One of the programmes highlight is that many of the modules cover state-of-the-art topics, taught by experts in the field from the Disordered Systems Group. Moreover, the summer project is a chance to get involved and develop actual research, and I think this will be a highly distinguishing feature on my CV.


Staff profiles

Complex Systems Modelling - From Biomedical and Natural to Economic and Social Sciences MSc

I joined the King's Disordered Systems group in January 2007, and I work on interdisciplinary applications of statistical mechanics to economics and biology, quantum integrability and other areas of interest. I obtained my first degree in Physics at the University of Barcelona and received my Ph.D in Theoretical Physics at the Katholieke Universiteit Leuven, under the supervision of Desire Bolle. Hereafter I was a postdoctoral research fellow at the University of Oxford and University of Rome.
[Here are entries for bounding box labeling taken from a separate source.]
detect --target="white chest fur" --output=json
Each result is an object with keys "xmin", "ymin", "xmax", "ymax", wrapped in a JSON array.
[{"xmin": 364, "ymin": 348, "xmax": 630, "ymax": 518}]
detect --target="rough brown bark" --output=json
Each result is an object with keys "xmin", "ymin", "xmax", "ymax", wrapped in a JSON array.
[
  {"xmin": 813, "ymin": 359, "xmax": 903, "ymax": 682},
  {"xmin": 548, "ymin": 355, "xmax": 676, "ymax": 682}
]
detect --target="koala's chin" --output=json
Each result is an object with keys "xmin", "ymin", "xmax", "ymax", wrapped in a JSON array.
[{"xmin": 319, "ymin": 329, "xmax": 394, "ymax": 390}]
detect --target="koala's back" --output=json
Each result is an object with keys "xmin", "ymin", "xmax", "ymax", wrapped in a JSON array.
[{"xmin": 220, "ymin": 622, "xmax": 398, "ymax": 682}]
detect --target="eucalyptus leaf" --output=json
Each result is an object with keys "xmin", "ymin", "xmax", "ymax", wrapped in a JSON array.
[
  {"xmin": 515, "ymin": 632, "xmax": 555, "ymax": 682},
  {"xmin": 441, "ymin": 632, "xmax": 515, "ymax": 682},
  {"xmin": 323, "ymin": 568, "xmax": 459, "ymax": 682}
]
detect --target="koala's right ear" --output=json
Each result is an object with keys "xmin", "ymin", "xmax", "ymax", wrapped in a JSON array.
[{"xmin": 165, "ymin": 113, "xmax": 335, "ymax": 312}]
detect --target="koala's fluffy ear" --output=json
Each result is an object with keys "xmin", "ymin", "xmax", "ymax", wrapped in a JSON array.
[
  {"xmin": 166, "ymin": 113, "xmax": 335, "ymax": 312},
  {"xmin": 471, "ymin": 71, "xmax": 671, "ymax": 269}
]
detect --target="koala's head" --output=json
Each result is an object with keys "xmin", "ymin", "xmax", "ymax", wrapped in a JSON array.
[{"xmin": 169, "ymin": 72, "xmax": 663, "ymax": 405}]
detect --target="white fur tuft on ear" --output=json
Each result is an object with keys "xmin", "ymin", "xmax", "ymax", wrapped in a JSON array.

The research activities of the King's Disordered Systems group concentrate on the analysis and development of mathematical theories and models with which to describe the statics and dynamics of disordered (or 'complex') systems in physics, biology, financial markets, and computer science. Such systems are characterised by microscopic (usually stochastic) dynamic elements with mutual interactions without global regularity; but with a significant degree of built-in competition and incompatibility, resulting in the existence of many locally stable states for the system as a whole, and a highly non-ergodic 'glassy' type of dynamics.



A postgraduate qualification in Mathematics is extremely desirable. King's graduates are highly sought after both nationally and internationally in research institutions and higher education, as well as in a wide range of professions.